Pancioli has been a professor of emergency medicine at UC since 2009 and has served as vice chair of the department since 2000. He joined the UC faculty after completing his emergency medicine residency at University Hospital/UC College of Medicine in 1995. He is a graduate of the University of Michigan Medical School.
"Dr. Pancioli is an outstanding clinician, researcher and administrator and we are fortunate to have someone of his caliber ready to assume these new responsibilities, said Andrew Filak, MD, acting interim dean of the College of Medicine and vice president for health affairs at UC.
Pancioli succeeds Brian Gibler, MD, chair of the department since 1995. Gibler has been named chief executive officer of UC Health University Hospital and senior vice president of UC Health.
Pancioli is a very active researcher with primary interest in acute ischemic stroke therapy. He is currently the principal investigator on a multi-center NIH-funded clinical trial of the combination of t-PA and eptifibatide for acute ischemic stroke therapy. A member of the Greater Cincinnati/Northern Kentucky Stroke Team since 1995, he also has held national leadership positions with the American Stroke Association and American Heart Association.

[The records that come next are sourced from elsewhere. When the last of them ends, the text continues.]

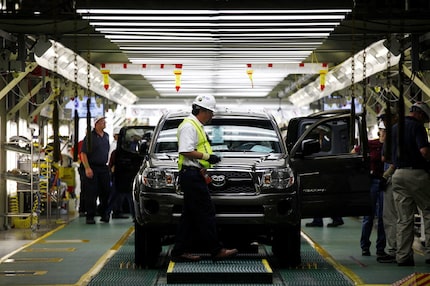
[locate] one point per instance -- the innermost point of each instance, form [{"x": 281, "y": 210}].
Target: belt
[
  {"x": 193, "y": 168},
  {"x": 98, "y": 165},
  {"x": 411, "y": 168}
]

The department of emergency medicine includes 41 physicians who staff the emergency departments at University, Jewish and West Chester hospitals. The department was the first to offer an emergency medicine residency program in the United States. There are currently 48 residents in the four-year training program.
Arthur Pancioli, MD, (left) instructs resident Brent Gottesman, MD, in University Hospital's emergency department. He will serve as the principal investigator for the Cincinnati hub of a new neurological network.
Art Pancioli, MD, (right) works with a second-year resident to stablize a patient in the emergency department.